The One-Handed Touch Screen Keyboard

Doug Engelbart’s Chorded Keyboard as a Multi-touch Interface from Teague Labs on Vimeo.

As the devices we find ourselves typing on get smaller, a one-handed keyboard is becoming more relevant. Most people don’t realize the idea began in the late 60’s, during Douglas Engelbart’s presentation introducing futuristic ideas like the computer mouse, hypertext, and video conferencing. The one-handed keyboard fell through the cracks, until now.

Adam Kumpf, from Teague Labs, laments that “our ability to input information into computers (and to others via the Internet) is currently limited by our interfaces.” So he rebuilt the chorded keyboard for touch-screen devices. (You can demo it for yourself right here in iOS or Android.)

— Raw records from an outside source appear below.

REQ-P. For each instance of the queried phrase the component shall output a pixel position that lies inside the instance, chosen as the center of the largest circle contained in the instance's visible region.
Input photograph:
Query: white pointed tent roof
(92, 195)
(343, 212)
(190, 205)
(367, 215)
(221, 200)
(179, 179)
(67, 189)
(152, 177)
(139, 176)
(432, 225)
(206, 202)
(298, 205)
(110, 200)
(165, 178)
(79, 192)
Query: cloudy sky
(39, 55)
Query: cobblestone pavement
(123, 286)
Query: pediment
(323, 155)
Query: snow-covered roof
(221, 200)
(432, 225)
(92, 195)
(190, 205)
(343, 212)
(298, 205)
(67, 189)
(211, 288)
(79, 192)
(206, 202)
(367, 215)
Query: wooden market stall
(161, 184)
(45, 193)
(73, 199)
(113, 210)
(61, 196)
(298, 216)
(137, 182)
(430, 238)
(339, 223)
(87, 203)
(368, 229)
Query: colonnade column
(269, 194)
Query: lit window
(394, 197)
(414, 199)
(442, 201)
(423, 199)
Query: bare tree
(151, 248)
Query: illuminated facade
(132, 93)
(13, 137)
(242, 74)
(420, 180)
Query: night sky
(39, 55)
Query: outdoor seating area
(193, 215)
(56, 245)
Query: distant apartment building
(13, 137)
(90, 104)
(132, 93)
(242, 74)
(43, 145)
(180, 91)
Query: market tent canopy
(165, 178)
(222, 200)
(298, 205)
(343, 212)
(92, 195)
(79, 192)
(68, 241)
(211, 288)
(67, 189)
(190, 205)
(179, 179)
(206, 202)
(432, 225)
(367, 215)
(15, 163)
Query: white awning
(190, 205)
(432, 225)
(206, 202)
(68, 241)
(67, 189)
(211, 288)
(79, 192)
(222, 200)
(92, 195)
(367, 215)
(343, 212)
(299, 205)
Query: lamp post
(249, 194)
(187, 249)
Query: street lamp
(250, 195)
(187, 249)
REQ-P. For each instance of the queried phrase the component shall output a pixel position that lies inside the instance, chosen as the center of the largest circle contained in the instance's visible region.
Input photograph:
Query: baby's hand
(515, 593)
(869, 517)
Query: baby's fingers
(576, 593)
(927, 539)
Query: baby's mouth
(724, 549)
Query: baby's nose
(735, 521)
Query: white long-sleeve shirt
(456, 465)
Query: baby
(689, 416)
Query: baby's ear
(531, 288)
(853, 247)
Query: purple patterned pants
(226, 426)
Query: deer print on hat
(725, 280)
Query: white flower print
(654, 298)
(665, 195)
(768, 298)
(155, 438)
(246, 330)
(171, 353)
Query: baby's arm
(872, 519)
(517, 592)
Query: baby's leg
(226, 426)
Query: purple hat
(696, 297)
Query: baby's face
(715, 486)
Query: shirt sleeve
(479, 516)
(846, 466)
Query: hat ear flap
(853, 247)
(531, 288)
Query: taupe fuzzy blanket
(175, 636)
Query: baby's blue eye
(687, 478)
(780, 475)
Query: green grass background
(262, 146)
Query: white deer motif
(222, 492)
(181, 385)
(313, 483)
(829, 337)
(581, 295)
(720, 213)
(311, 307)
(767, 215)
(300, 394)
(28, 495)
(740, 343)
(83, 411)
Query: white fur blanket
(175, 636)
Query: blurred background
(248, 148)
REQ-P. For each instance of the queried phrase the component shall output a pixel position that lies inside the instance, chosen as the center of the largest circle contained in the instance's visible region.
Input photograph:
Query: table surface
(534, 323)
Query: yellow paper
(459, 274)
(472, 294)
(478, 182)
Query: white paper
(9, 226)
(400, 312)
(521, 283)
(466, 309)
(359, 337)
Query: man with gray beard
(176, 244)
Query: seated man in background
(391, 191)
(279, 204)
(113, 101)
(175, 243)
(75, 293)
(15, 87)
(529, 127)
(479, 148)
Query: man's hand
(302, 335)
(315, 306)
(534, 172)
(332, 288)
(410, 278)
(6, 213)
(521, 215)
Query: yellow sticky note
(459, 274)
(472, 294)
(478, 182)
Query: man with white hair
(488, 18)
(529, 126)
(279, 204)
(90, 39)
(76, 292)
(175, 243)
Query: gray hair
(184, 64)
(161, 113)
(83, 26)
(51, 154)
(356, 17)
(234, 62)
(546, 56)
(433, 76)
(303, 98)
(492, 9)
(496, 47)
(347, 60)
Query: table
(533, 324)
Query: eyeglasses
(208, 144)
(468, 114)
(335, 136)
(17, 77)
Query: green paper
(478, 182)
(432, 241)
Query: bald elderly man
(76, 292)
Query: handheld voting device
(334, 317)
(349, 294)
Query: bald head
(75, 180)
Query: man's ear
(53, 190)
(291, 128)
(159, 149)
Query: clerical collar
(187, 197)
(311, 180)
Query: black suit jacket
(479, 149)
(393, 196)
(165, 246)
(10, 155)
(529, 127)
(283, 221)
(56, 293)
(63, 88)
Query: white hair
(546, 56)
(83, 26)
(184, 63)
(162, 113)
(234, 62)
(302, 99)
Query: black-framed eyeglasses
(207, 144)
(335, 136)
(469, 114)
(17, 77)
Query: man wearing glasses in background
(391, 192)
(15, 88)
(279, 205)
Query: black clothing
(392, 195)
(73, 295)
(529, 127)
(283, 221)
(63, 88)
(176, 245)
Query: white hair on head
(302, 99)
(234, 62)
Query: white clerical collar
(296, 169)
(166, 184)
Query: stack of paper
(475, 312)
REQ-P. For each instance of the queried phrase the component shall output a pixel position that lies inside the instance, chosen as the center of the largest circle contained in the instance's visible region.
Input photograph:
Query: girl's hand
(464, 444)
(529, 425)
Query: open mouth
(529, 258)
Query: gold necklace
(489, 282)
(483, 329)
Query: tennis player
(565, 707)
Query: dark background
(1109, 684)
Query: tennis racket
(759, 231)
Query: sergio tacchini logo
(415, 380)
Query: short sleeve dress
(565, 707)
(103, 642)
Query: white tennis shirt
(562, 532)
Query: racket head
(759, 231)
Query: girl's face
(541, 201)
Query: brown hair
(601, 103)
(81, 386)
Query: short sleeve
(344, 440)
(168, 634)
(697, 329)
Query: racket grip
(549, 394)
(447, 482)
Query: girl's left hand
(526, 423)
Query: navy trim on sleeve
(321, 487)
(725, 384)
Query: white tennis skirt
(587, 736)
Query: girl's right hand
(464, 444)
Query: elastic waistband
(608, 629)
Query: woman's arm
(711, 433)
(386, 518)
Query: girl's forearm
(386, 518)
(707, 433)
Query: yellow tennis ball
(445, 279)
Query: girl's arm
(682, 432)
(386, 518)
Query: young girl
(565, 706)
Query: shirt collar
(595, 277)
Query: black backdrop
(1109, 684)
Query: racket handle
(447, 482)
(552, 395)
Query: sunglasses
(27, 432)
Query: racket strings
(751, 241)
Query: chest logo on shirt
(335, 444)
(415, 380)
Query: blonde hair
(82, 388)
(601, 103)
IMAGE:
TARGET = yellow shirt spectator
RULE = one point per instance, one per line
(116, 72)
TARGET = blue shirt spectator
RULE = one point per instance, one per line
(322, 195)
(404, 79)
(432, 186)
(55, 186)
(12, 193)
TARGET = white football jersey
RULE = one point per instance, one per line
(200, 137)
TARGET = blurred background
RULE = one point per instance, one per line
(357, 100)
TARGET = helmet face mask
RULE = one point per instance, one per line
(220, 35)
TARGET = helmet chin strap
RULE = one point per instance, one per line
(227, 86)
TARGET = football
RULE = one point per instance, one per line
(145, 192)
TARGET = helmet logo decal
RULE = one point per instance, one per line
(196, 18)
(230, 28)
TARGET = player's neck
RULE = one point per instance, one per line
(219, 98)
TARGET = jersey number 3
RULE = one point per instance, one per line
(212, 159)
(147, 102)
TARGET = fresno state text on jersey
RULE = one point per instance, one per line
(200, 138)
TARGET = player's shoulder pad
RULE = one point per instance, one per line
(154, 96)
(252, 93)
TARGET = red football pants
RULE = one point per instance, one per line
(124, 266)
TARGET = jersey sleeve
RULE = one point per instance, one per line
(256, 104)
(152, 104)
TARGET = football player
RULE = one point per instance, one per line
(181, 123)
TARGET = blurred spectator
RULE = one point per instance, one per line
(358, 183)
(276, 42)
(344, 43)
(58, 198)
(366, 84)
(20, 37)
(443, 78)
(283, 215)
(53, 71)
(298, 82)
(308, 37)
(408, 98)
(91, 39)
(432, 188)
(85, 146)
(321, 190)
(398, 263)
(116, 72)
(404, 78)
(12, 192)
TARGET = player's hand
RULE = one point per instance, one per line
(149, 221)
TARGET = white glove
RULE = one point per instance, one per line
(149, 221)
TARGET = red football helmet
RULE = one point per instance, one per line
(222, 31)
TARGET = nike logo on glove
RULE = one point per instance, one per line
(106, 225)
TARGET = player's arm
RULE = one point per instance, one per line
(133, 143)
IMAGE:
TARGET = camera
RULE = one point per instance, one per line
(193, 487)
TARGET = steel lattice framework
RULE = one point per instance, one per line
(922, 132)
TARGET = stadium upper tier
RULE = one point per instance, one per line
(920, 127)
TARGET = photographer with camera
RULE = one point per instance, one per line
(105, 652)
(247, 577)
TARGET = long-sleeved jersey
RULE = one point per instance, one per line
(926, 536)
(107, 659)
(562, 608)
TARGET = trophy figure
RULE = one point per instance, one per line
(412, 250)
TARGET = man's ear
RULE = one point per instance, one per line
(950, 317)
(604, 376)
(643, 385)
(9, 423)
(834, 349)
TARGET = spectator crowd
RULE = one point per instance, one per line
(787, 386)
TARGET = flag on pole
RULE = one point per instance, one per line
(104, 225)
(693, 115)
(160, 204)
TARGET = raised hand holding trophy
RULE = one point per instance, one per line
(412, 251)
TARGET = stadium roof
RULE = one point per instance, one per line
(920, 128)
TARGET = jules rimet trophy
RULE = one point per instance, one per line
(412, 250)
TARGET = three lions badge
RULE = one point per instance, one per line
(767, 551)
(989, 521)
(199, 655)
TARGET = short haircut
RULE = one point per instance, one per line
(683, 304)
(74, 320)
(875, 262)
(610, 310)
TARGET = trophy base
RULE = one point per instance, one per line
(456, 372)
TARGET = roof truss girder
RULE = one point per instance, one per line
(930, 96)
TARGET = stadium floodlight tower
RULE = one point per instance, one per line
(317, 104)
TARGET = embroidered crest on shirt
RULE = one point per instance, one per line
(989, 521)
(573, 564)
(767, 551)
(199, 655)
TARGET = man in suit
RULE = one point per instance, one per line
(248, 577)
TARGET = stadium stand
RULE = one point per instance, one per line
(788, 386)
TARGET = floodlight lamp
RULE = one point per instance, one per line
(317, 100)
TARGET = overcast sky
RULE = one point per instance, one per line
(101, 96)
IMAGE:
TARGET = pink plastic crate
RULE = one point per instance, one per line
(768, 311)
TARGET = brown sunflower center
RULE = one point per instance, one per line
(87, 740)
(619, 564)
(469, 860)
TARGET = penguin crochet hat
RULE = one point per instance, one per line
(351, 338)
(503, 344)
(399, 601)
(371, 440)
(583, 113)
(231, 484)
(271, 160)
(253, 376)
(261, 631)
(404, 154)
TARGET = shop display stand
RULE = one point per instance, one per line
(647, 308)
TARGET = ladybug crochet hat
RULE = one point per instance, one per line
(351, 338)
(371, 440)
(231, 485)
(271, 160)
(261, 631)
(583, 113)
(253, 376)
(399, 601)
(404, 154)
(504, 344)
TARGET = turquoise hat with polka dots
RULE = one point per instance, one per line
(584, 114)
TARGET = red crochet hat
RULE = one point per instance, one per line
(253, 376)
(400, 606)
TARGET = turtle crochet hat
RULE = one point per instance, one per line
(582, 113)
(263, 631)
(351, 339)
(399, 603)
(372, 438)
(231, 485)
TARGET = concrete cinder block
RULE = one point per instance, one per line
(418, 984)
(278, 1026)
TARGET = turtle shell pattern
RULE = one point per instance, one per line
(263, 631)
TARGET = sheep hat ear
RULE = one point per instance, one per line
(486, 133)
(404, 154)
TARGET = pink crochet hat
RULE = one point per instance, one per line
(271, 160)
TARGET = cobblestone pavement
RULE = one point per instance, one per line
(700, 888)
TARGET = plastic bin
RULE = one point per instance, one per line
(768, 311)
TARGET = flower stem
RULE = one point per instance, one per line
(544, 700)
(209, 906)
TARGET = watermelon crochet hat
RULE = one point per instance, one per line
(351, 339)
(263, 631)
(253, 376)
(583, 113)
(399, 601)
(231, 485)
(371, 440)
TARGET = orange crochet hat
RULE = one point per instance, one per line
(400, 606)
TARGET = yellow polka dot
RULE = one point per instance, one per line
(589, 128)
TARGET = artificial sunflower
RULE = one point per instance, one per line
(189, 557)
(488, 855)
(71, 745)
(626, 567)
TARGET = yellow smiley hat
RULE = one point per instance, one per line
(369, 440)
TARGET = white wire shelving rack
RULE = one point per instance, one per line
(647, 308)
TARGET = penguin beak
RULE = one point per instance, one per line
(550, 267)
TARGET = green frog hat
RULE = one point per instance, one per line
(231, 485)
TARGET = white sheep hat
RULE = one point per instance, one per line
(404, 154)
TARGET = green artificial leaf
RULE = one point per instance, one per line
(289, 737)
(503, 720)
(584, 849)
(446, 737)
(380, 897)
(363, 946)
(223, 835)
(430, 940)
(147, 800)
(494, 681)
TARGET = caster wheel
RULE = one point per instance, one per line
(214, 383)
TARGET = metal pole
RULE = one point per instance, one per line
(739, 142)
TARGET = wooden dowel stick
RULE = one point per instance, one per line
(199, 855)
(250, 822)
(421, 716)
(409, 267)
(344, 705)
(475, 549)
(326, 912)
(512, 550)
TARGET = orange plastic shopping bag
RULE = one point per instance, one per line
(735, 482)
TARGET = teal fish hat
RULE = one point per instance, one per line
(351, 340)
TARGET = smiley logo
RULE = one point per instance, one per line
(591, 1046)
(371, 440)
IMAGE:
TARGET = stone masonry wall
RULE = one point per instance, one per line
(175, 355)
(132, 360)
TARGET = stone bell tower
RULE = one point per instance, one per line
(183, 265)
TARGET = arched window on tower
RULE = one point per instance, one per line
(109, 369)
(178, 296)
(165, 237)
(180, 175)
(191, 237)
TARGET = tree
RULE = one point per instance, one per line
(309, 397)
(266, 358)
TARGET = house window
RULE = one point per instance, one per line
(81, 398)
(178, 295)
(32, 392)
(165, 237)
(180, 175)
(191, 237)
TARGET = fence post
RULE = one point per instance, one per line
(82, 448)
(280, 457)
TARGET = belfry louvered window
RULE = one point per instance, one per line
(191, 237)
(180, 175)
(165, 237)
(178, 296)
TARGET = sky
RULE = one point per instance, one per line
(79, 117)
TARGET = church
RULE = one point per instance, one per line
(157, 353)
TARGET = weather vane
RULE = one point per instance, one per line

“I remember hearing Doug Engelbart give a talk a few years ago at MIT and discuss his disappointment that the chorded keyboard was quickly overlooked after his 1968 demo of the NLS,” Kumpf tells us. “There have been many variations on his one-handed keyboard since by researchers and hackers alike, but the specialized hardware and steep learning curve has kept it from being accessible to most of the world.”

The original chorded keyboard was an unlabeled box of five skinny buttons–an approachable but quietly complex design that would be several times harder to decipher than an unlabeled QWERTY keyboard.